Concurrency & Ingress Configuration

This chapter introduces how to configure concurrency, scaling, and ingress behavior in FrameX using Ray.
By tuning these parameters, you can control instance count, request concurrency, and overall throughput.


1) Overview

FrameX supports additional Ray Serve ingress configurations to improve:

  • Maximum concurrent requests
  • Request queueing behavior
  • Instance-level load control

These configurations are applied through ingress_config and can be defined at different levels with clear inheritance rules.

This chapter uses max_ongoing_requests as an example.


2) Base Ingress Configuration

FrameX provides a global base configuration:

base_ingress_config = {"max_ongoing_requests" = 10}

Behavior

  • Acts as the default ingress configuration
  • Automatically inherited by:
    • Server
    • All plugins
  • Can be overridden at lower levels

3) Server-Level Ingress Configuration

You can override the base configuration at the server level:

[server]
ingress_config = {"max_ongoing_requests" = 60}

Behavior

  • Applies to server-level ingress
  • Overrides base_ingress_config

4) Plugin-Level Ingress Configuration

Plugins can define their own ingress configuration.

Example for the proxy plugin:

[plugins.proxy]
ingress_config = {"max_ongoing_requests" = 60}

Behavior

  • Takes precedence over both:
    • server.ingress_config
    • base_ingress_config
  • Only applies to the specific plugin

5) Plugin Development: Custom Ingress Configuration

If a plugin requires a custom max_ongoing_requests or other Ray Serve parameters, follow these steps.

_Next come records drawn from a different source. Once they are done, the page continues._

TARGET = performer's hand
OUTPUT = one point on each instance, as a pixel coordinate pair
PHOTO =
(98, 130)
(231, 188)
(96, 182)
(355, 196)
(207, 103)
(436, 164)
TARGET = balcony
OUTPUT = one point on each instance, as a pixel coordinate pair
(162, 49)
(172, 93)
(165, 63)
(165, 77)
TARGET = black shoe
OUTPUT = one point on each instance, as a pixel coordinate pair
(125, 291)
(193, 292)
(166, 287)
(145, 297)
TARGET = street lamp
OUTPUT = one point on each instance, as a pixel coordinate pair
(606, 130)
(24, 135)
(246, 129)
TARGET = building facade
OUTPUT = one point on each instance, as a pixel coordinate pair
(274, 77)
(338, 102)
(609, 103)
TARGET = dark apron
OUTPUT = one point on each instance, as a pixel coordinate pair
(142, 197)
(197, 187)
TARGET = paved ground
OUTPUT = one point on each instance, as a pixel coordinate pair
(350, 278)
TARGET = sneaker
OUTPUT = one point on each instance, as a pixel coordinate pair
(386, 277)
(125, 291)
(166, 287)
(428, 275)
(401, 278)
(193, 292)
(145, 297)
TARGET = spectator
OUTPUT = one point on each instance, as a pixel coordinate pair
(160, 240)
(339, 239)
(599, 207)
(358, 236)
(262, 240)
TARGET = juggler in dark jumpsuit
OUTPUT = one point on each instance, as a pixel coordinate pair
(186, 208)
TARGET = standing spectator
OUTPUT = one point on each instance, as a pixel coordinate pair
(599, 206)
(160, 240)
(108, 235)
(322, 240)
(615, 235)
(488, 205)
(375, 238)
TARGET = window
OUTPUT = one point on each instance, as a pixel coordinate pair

1. Add ingress_config to Plugin Config

from pydantic import BaseModel
from typing import Any


class ExamplePluginConfig(BaseModel):
    ingress_config: dict[str, Any] = {"max_ongoing_requests": 60}

2. Apply ingress_config During Registration

Use the on_register decorator to inject ingress parameters:

@on_register(**settings.ingress_config)
class ExamplePlugin(BasePlugin):
    def __init__(self, **kwargs: Any) -> None: ...

Behavior

  • settings.ingress_config is passed directly to Ray Serve
  • Allows fine-grained control per plugin
  • Fully compatible with Ray Serve autoscaling and concurrency features

6) Configuration Inheritance Rules

Ingress configuration follows a top-down inheritance model:

  1. base_ingress_config
  2. plugins.<plugin_name>.ingress_config

If a plugin does not define ingress_config, it automatically inherits from the nearest parent level.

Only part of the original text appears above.